Sainte-Foy-la-Grande

(2 520 Foyens, 51 ha) est une minuscule commune, ancien chef-lieu de canton de la Gironde, 60 km à l’est de Bordeaux sur la Dordogne (rive gauche), au centre du «pays Foyen» (Foyen (pays)). Il s’agit d’une bastide de 1255, ancien port et ville huguenote, où naquit le géographe Élisée Reclus (1830-1905). Elle a eu 4 000 hab. vers 1870, encore 3 300 en 1975, et sa population a diminué depuis, perdant encore 370 hab. après 1999. C’est actuellement un centre de négoce de vins et de fruits; hôpital (86 lits), un collège privé, un collège et deux lycées publics, dont l’un porte le nom de Reclus; maison du fleuve, musée du pays foyen, zone de loisirs et label «station verte de vacances».
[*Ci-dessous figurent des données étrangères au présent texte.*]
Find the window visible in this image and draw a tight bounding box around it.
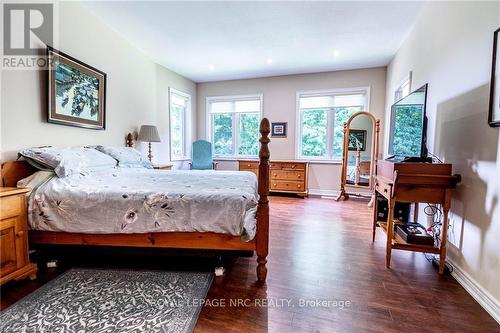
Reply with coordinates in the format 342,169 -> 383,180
297,88 -> 369,160
207,95 -> 262,157
170,88 -> 191,161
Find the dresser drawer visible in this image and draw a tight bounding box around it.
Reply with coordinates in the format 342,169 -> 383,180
271,170 -> 306,181
239,161 -> 259,170
0,195 -> 24,220
271,180 -> 305,192
281,163 -> 306,170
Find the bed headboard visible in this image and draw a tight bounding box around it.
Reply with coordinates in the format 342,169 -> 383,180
1,161 -> 37,187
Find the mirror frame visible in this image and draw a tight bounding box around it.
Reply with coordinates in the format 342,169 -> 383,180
337,111 -> 380,204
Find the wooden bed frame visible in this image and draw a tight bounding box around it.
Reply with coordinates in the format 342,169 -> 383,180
1,118 -> 270,283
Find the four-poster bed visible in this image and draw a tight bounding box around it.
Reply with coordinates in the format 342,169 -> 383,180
2,118 -> 270,282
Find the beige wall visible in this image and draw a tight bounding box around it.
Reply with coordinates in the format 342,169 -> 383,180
197,67 -> 386,193
0,2 -> 196,162
386,2 -> 500,320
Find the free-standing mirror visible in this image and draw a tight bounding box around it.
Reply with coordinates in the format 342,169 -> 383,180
337,112 -> 380,205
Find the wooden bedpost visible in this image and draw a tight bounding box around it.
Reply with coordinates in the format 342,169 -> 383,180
256,118 -> 271,283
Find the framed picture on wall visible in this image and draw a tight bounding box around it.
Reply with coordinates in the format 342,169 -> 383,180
47,46 -> 106,130
271,123 -> 287,138
488,28 -> 500,127
347,129 -> 366,151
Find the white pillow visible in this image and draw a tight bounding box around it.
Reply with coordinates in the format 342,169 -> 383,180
95,146 -> 153,169
19,147 -> 116,177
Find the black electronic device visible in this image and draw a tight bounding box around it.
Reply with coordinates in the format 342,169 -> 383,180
376,195 -> 411,223
395,223 -> 434,246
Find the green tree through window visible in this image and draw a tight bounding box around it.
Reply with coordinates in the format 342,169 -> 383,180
238,113 -> 259,156
302,109 -> 328,157
213,113 -> 233,155
298,90 -> 367,160
207,95 -> 262,157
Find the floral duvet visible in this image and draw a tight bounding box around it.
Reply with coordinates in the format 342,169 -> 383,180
25,168 -> 258,240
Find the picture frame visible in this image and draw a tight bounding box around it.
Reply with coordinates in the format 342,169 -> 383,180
47,46 -> 106,130
347,129 -> 366,151
488,28 -> 500,127
271,122 -> 288,138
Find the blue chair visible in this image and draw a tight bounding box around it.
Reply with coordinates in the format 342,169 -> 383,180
189,140 -> 217,170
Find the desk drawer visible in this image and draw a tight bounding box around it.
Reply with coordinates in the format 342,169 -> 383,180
271,170 -> 306,181
271,180 -> 305,192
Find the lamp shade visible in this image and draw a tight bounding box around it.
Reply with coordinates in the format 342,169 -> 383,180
137,125 -> 161,142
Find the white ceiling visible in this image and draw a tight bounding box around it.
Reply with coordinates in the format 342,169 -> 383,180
85,1 -> 424,82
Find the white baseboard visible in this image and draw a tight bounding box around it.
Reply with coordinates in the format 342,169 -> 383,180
446,258 -> 500,324
308,188 -> 339,197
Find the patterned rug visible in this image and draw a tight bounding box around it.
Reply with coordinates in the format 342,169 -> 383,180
0,269 -> 212,333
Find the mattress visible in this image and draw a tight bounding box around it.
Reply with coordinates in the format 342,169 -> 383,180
21,168 -> 258,241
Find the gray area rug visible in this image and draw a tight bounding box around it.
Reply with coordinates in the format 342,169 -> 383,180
0,269 -> 212,333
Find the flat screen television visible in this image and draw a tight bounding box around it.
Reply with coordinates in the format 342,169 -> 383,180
389,84 -> 429,162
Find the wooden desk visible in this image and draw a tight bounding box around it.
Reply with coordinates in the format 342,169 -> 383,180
373,161 -> 460,274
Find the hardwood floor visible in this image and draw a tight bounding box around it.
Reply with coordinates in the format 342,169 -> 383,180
1,197 -> 499,332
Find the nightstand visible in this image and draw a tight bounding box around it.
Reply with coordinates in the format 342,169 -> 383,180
153,164 -> 174,170
0,187 -> 37,284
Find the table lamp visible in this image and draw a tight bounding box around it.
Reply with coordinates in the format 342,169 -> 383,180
137,125 -> 161,162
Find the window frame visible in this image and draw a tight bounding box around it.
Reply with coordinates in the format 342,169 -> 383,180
168,87 -> 191,161
205,93 -> 264,160
295,86 -> 371,163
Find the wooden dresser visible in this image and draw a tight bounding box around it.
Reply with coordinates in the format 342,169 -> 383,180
238,160 -> 308,197
0,187 -> 37,284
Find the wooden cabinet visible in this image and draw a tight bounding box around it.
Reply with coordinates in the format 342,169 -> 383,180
0,187 -> 37,284
238,160 -> 308,196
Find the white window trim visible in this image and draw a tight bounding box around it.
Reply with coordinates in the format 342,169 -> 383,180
205,93 -> 264,160
168,87 -> 191,161
295,86 -> 371,164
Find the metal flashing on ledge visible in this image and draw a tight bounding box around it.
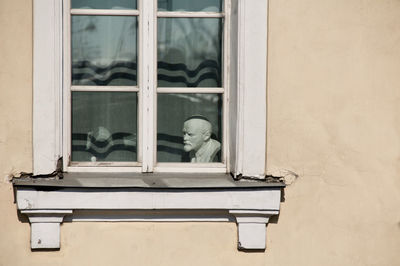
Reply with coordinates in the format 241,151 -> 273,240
13,173 -> 285,189
13,173 -> 284,250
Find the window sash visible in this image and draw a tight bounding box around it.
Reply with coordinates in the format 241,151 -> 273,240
63,0 -> 230,172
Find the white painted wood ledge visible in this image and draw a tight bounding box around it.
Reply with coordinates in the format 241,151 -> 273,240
14,174 -> 284,250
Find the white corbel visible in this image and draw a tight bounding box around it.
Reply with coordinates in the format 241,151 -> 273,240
21,210 -> 72,249
229,210 -> 279,250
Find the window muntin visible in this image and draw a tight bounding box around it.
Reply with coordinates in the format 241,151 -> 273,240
66,0 -> 227,171
71,0 -> 137,9
158,0 -> 223,12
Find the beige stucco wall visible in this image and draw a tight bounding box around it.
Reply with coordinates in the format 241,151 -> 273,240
0,0 -> 400,266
Élisée Reclus. L’un des plus grands géographes du 19e siècle et de l’histoire de la géographie, Élisée Reclus est né en 1830 à Sainte-Foy-la-Grande dans une famille protestante, qui venait de La Roche-Chalais et s’est ensuite établie à Orthez: le voici donc triplement aquitain par ses origines. Esprit encyclopédique et généreux, il s’est orienté vers la géographie d’une part, accomplissant tout jeune un long voyage aux Amériques (1851-1857) après avoir marqué sa réprobation du coup d’État de Louis-Napoléon Bonaparte; et d’autre part à l’action politique et philosophique, en relation avec les milieux anarchistes et démocratiques de l’époque, participant notamment à la Commune de Paris, ce pourquoi il fut condamné au bannissement. Rejeté par l’institution universitaire française, il put vivre en collaborant assidûment aux Guides Joanne et en écrivant des ouvrages. La Terre (1868-1869), la Géographie Universelle en 19 volumes (1875-1894), L’Évolution, la révolution et l’idéal anarchiste (1898) et L’Homme et la Terre (1905) furent les principaux. La Suisse et la Belgique surent l’accueillir et il trouva à l’Université libre de Bruxelles une chaire à la hauteur de son savoir. Il est mort en Belgique en 1905. Il eut plusieurs frères et sœurs, dont des écrivains comme son aîné Élie, également né à Sainte-Foy, ses cadets Onésime et Armand, nés à Orthez et eux aussi géographes. Longtemps tenue à l’écart par l’institution française, son œuvre reprit notoriété dans les années 1980, en raison de ses qualités mêmes: soin et sérieux de l’information, hauteur de vue, innovation dans la recherche et l’interprétation, sensibilité à l’égard des moins puissants; plusieurs ouvrages lui furent alors consacrés; un groupe de recherche, actif de 1984 à 1997, prit même en hommage le nom de RECLUS pour sigle. En revanche, le centenaire de sa mort ne fut pas commémoré avec la qualité qu’il eût méritée.